Hacker News new | ask | show | jobs
by dmoose 21 days ago
When did the first homo sapiens exist? Ideas like species evolve. Saying there are no original ideas seems to me an attempt to glibly capture something quite fundamental.
2 comments

Hi dmoose, your handle looks familiar to me. The non-glib answer is that we should giver some very serious consideration to the possibility that language either functions like, or possibly is the same as, Jung's collective unconscious: the organically created repository of all of humankind's cognition and reason, accumulated over vasts periods of time, deposited by billions of humans.

My way of "giving this serious attention" is through pre-registered, falsifiable, repeatable, experimentation, which anyone can look up on osf.io because I use my real name. I'll bet you that non of the randos in this thread do as much.

To all of the randos: unless you have data... it is just an opinion.

> unless you have data... it is just an opinion

Glib as well, but this one hits home a lot harder. Well said.

I don't disagree with your premise, but I'd argue that saying "there are no original ideas" in the context of a discussion of plagiarism is needlessly reductive. Even though I think I mostly agree with the author here, I think there are legitimate counterarguments that can be made; equating all of the ways someone can cite or build upon an idea with copying something word-for-word and claiming it's your own is not one of them though.
No offense, but you sound like someone who has never built a language model. Anyone who has actually built one understands that there is no copying going on. Just predicting words (tokens actually).

The problem is that people's words are MUCH more predictable then they would like to believe. And that truth upsets them.

In addition to having created models, I also write books and articles. Probably more than most people commenting here. I have a firm grip on what actual copyright law is and the pros and the cons of it.

> No offense, but you sound like someone who has never built a language model. Anyone who has actually built one understands that there is no copying going on. Just predicting words (tokens actually).

> The problem is that people's words are MUCH more predictable then they would like to believe. And that truth upsets them.

I'm not offended. I do think it's a little weird that you seem to think "training on a bunch of stuff that includes a set of words" and then "predicting" those words exactly is somehow okay because theoretically it might be extrapolating the exact same words from combining other ones. I'd argue that if a model trains on data, and then reproduces exactly a large subset of that data, the bar should be pretty high to prove that it's not copying, and "you don't understand because you didn't implement this" is not a good basis for law.

> In addition to having created models, I also write books and articles.

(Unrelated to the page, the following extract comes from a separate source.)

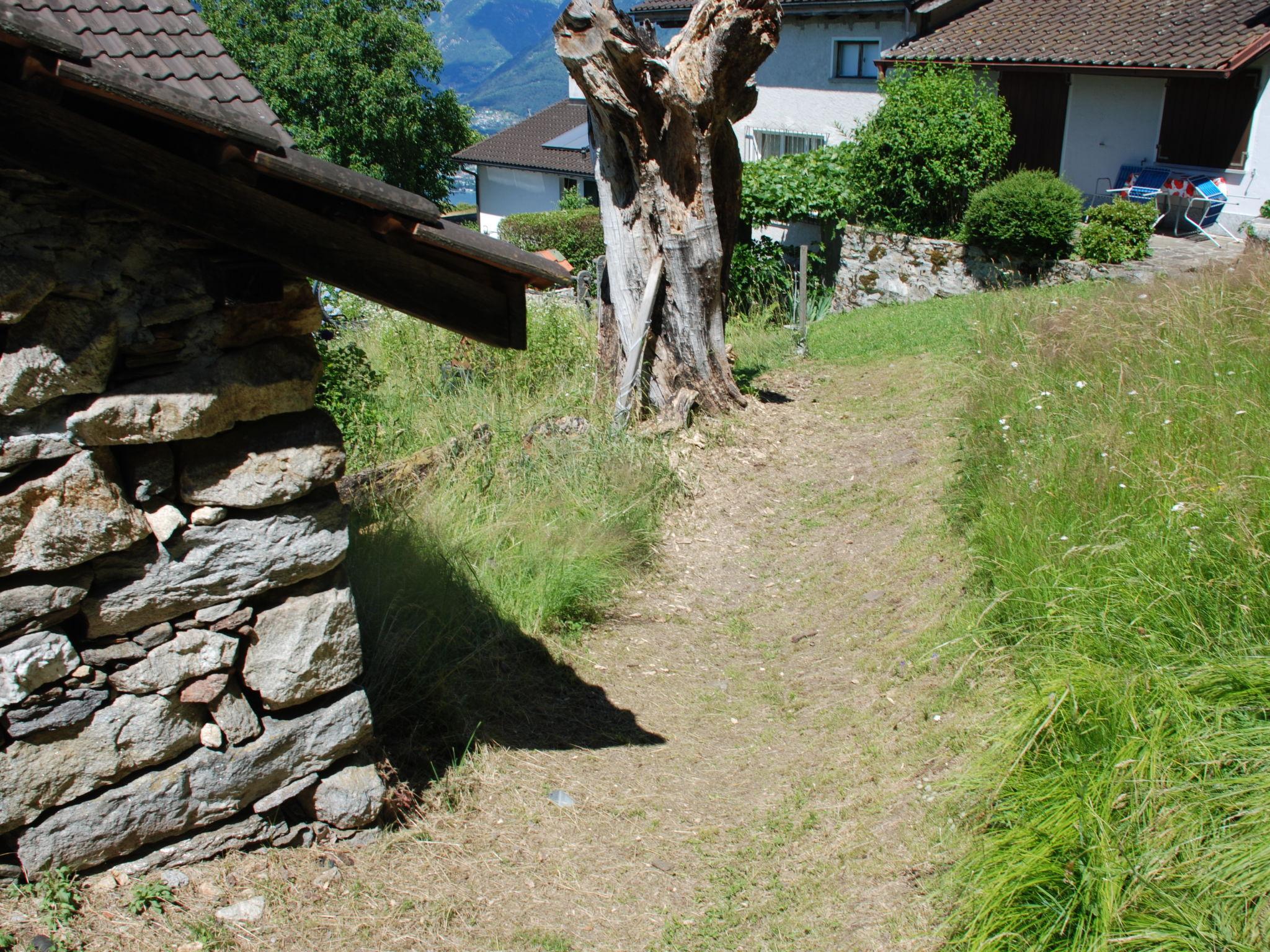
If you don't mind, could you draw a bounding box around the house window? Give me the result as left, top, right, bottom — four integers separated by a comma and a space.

Probably more than most people commenting here. I have a firm grip on what actual copyright law is and the pros and the cons of it.

I'm not convinced you have a firm grip on the idea that no matter how smart you may be, "just trust me bro" is a pretty terrible strategy if you're actually intending to convince anyone of anything. If that's not what your goal is here, it's not clear why it's worth your time to respond to other people's comments when you clearly have so many other productive ways to spend your time.